E embora os contratos de futuros de crude continuem cerca de um terço acima dos valores pré-guerra, já negoceiam bastante abaixo dos picos registados nas primeiras semanas do conflito. “Atualmente, a curva de futuros não está a refletir a verdadeira magnitude da crise”, afirmou Kaes Van’t Hof, diretor executivo da Diamondback Energy Inc.

Também Warren Patterson concorda que “o mercado de futuros do petróleo não reflete totalmente a realidade do mercado físico; em vez disso, está cada vez mais a incorporar uma desaceleração da tensão”. No entanto, acrescentou, “dado que qualquer cessar-fogo será provavelmente frágil e que as exigências dos EUA e do Irão estão muito distantes, existem riscos evidentes de subida para o mercado à medida que nos aproximamos de novas possíveis negociações”.

08h04

Ásia fecha com novos recordes. Bolsa de Taiwan ultrapassa "market cap" de principal índice do Reino Unido

Os principais índices asiáticos fecharam a sessão desta quinta-feira em alta, impulsionados pelo otimismo gerado pela possibilidade de os Estados Unidos (EUA) e o Irão prolongarem o cessar-fogo e voltarem à mesa das negociações dentro dos próximos dias - vários índices bolsistas vão já recuperando das perdas registadas desde o estalar da guerra a 28 de fevereiro. Por cá, os futuros do Euro Stoxx 50 seguem a somar 0,30%, enquanto os do norte-americano S&P 500 avançam cerca de 0,20%.
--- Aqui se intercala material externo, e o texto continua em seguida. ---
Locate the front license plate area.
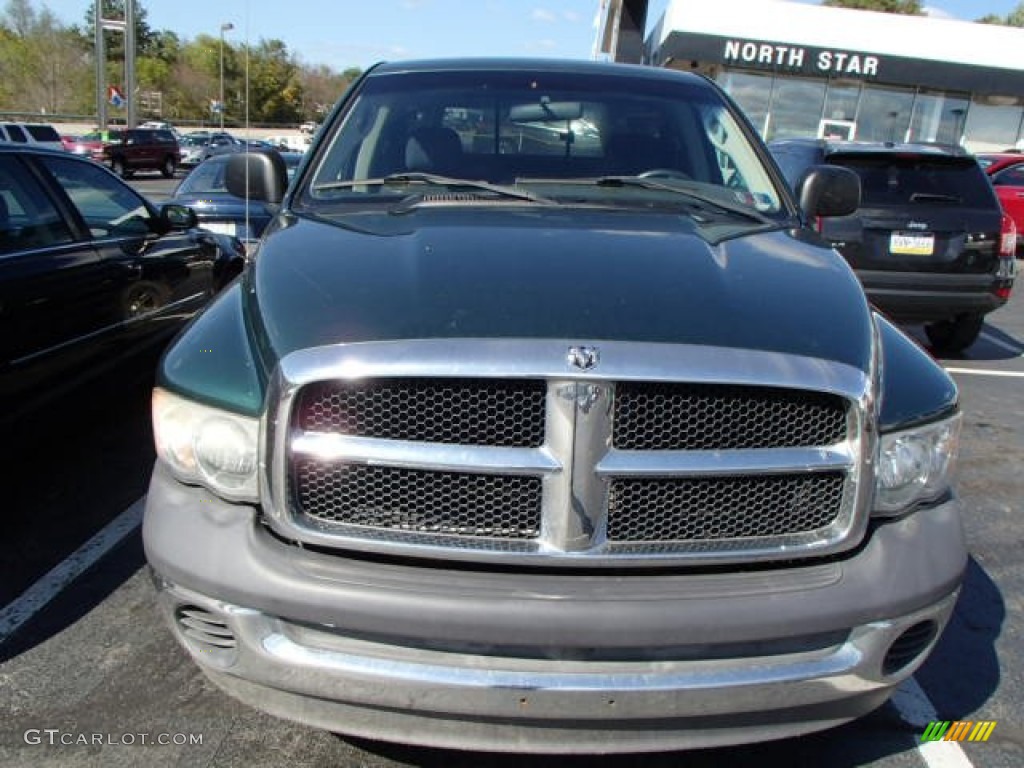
[889,232,935,256]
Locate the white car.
[0,123,65,150]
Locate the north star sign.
[722,40,879,77]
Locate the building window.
[765,78,825,139]
[907,89,969,144]
[857,85,913,141]
[718,70,772,137]
[965,95,1022,152]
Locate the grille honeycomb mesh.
[608,472,844,542]
[295,460,541,539]
[612,382,846,451]
[298,379,547,447]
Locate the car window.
[992,164,1024,186]
[176,160,227,195]
[43,157,151,238]
[828,153,996,208]
[768,142,818,188]
[25,125,60,141]
[310,69,781,212]
[0,155,73,253]
[4,123,29,144]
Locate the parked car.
[978,153,1024,258]
[67,128,121,163]
[170,150,302,248]
[0,123,63,150]
[769,138,1017,353]
[100,128,181,178]
[0,144,245,425]
[142,59,967,753]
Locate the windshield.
[297,70,782,217]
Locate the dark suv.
[101,128,181,178]
[769,139,1016,352]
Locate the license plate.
[889,232,935,256]
[200,221,238,236]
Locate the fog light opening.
[174,605,238,651]
[882,621,939,675]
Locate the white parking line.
[0,497,145,645]
[946,367,1024,379]
[892,677,974,768]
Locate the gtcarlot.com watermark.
[23,728,203,746]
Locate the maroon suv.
[101,128,181,178]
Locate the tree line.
[821,0,1024,27]
[0,0,360,125]
[8,0,1024,125]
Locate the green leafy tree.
[0,0,89,115]
[821,0,925,16]
[977,3,1024,27]
[249,40,302,123]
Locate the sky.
[25,0,1020,72]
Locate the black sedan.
[0,145,245,423]
[171,152,302,247]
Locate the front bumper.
[143,464,967,753]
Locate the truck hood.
[246,207,871,372]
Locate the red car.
[978,152,1024,258]
[66,129,121,162]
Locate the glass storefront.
[718,68,1024,152]
[907,88,970,144]
[719,71,774,136]
[966,95,1024,152]
[765,78,825,139]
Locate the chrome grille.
[297,379,546,445]
[264,339,876,567]
[612,382,847,451]
[608,472,844,542]
[295,461,541,539]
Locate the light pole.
[217,22,234,132]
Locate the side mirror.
[224,151,288,203]
[160,203,199,231]
[797,165,860,217]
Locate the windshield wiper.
[312,171,558,205]
[910,193,964,203]
[516,176,777,224]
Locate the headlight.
[153,388,259,502]
[874,414,961,515]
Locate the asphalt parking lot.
[0,176,1024,768]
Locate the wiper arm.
[594,176,773,223]
[910,193,964,203]
[312,171,557,205]
[516,176,776,224]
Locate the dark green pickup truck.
[143,59,967,753]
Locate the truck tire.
[925,313,985,352]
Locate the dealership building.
[600,0,1024,152]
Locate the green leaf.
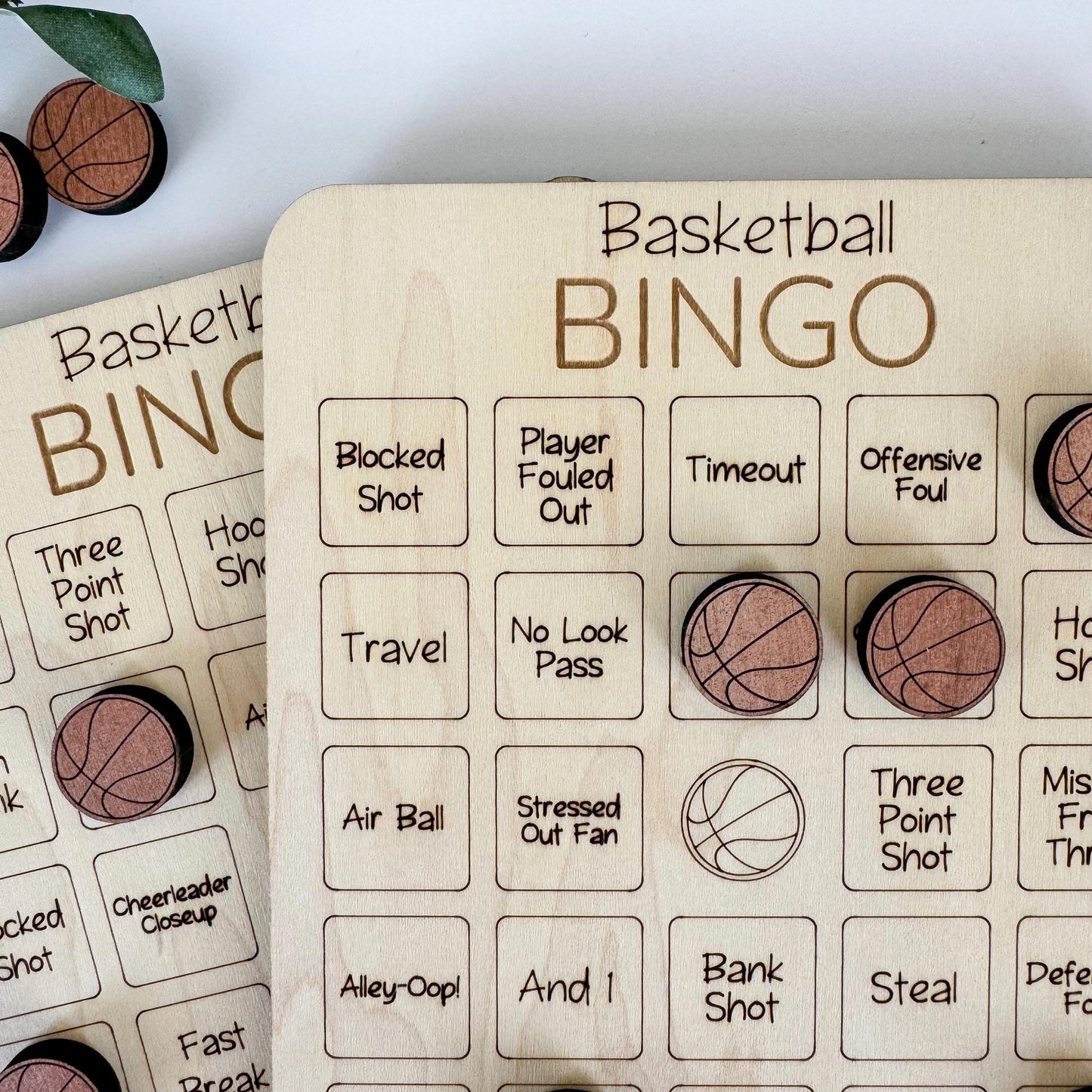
[14,3,162,103]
Pelo Japão, o Topix subiu 1,30%. Já o Nikkei seguiu a mesma tendência e pulou 2,64%, tendo atingido um novo máximo histórico acima dos 59.688 pontos, assim como um recorde de fecho. Já por Taiwan, o TWSE avançou 1,12% e fixou um novo máximo histórico pela segunda sessão consecutiva, enquanto pela Coreia do Sul o Kospi valorizou 2,01%. No que toca à China, o Hang seng de Hong Kong avançou 1,61% e o Shanghai Composite subiu 0,71%.
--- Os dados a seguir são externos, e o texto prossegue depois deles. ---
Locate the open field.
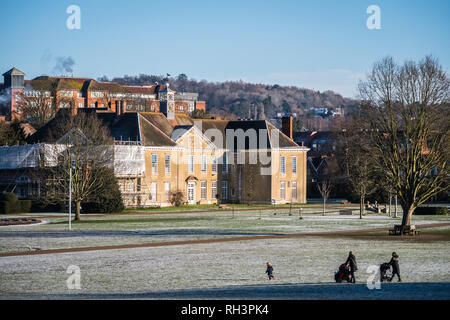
[0,209,450,299]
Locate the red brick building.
[0,68,206,121]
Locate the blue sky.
[0,0,450,97]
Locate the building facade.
[0,68,206,121]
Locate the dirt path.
[7,204,359,219]
[0,222,450,257]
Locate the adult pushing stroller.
[334,263,352,283]
[380,262,391,282]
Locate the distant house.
[282,117,336,194]
[0,110,309,207]
[0,68,206,121]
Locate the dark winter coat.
[389,256,400,273]
[345,254,358,272]
[266,266,273,276]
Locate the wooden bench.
[389,224,420,236]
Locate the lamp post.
[69,164,75,231]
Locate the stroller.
[380,262,392,282]
[334,263,351,283]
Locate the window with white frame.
[164,182,170,202]
[292,156,297,173]
[59,91,73,98]
[222,154,228,173]
[200,181,207,200]
[292,181,297,200]
[188,154,194,173]
[280,181,286,200]
[91,91,105,98]
[211,181,217,199]
[164,154,170,174]
[211,156,217,173]
[280,156,286,174]
[152,154,158,173]
[150,182,158,202]
[222,180,228,200]
[202,155,206,172]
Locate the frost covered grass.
[0,208,450,299]
[0,237,450,299]
[0,209,450,252]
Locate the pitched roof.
[170,125,193,142]
[137,113,177,147]
[139,112,173,137]
[3,67,25,76]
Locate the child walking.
[266,262,275,280]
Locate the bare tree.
[359,56,450,227]
[317,179,333,215]
[41,113,114,220]
[336,117,376,219]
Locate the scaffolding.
[0,141,150,206]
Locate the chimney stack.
[281,116,293,139]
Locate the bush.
[0,201,11,214]
[0,193,22,214]
[81,197,125,213]
[81,168,125,213]
[170,191,184,207]
[31,199,65,212]
[414,207,448,216]
[19,200,31,213]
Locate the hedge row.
[0,193,65,214]
[414,207,448,216]
[0,200,31,214]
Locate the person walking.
[266,262,275,280]
[345,251,358,283]
[389,252,402,282]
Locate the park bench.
[339,209,353,216]
[389,224,420,236]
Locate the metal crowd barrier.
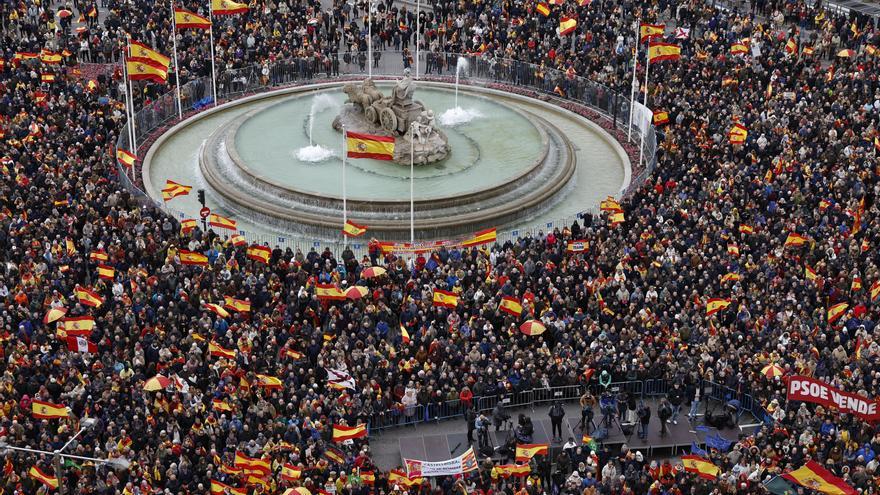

O índice de ações globais MSCI All Country World subiu até 0,3%, atingindo um recorde e caminhou para o décimo dia consecutivo de ganhos, depois de os sólidos resultados das empresas norte-americanas também terem impulsionado o otimismo dos mercados. Trata-se da mais longa série de ganhos desde setembro.
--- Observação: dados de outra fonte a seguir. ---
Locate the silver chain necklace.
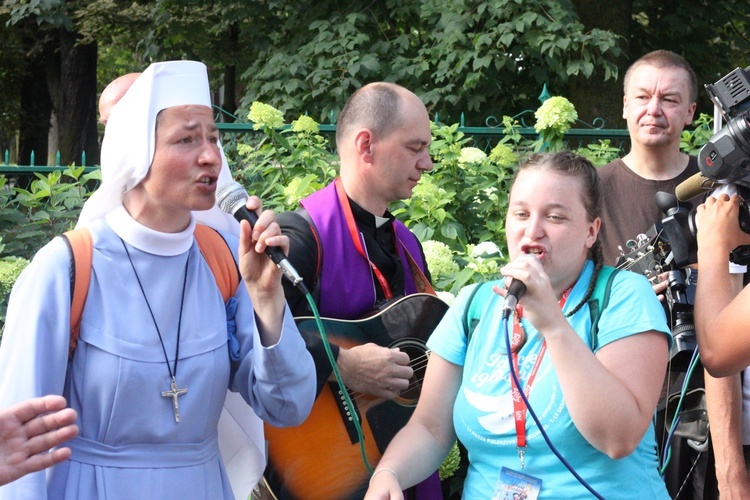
[120,238,190,423]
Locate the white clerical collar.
[375,215,391,228]
[106,204,195,257]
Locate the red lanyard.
[510,287,572,469]
[334,177,393,300]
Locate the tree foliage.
[0,0,750,162]
[243,0,620,123]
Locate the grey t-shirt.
[598,156,700,266]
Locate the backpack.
[62,224,240,359]
[463,266,619,351]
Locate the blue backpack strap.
[463,281,495,345]
[588,266,619,351]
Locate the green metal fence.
[0,115,630,177]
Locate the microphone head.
[216,181,248,215]
[674,172,714,201]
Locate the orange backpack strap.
[62,229,94,359]
[193,224,240,302]
[62,224,240,359]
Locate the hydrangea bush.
[235,97,619,294]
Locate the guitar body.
[265,294,448,499]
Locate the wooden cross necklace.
[120,238,190,423]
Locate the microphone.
[674,172,717,201]
[503,278,526,318]
[216,181,308,294]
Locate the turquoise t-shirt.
[427,261,672,499]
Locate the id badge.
[492,467,542,500]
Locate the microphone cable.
[304,290,373,475]
[659,349,700,478]
[501,317,604,500]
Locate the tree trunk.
[568,0,633,129]
[221,22,239,123]
[18,47,52,165]
[56,29,99,165]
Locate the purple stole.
[300,182,443,500]
[300,183,425,319]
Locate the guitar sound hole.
[390,338,429,406]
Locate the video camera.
[656,67,750,268]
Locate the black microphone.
[216,181,308,294]
[503,278,526,318]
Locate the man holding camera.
[599,50,750,499]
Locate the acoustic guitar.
[265,293,448,499]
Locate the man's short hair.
[623,50,698,103]
[336,82,405,147]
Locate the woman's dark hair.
[510,151,604,316]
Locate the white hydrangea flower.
[458,147,487,164]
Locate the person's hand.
[696,193,750,260]
[239,196,289,293]
[365,469,404,500]
[0,396,78,484]
[336,343,414,399]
As ações asiáticas avançaram 1,3%, apagando a grande maioria das perdas provocadas pela guerra. As bolsas da região recuperaram terreno depois de os índices de Wall Street também terem fechado em máximos históricos, com os investidores a apostar que uma desaceleração do conflito no Médio Oriente irá fazer baixar os preços do petróleo e impulsionar o crescimento económico.

A ajudar o sentimento, o Brent, referência do preço do barril para a Europa, manteve-se abaixo dos 95 dólares, um forte recuo face ao pico do mês passado de quase 120 dólares por barril.

O entusiasmo renovado pelas ações do setor tecnológico também ajudou a impulsionar a reversão da onda de vendas do mês passado, que levou vários índices a entrarem em território de correção. Nesta medida, a principal bolsa de Taiwan ultrapassou o Reino Unido em "market cap", impulsionada pelas cotadas do setor tecnológico. A capitalização bolsista do TWSE subiu para 4,14 biliões de dólares na quarta-feira, tornando-se na sétima maior bolsa do mundo, de acordo com dados compilados pela Bloomberg que refletem o valor combinado das empresas com cotação principal na ilha. Em comparação, o principal índice do Reino Unido foi avaliado em cerca de 4,09 biliões de dólares. A Taiwan Semiconductor Company (TSMC) bateu, pela nona vez, o recorde de lucros, num dia em que apresentou resultados referentes ao primeiro trimestre. No fecho da sessão, a empresa avançava 0,24%.

A visão do petróleo a ser negociado a níveis inferiores aos 100 dólares e as esperanças de um avanço diplomático estão a combinar-se para dar um novo fôlego ao mercado acionista”, disse à Bloomberg Tim Waterer, da KCM Trade. Os EUA e o Irão estão a ponderar prolongar o cessar-fogo, que termina na próxima terça-feira, por mais duas semanas, com o objetivo de negociar um acordo de paz. O Presidente Donald Trump afirmou ainda que os líderes de Israel e do Líbano irão reunir-se.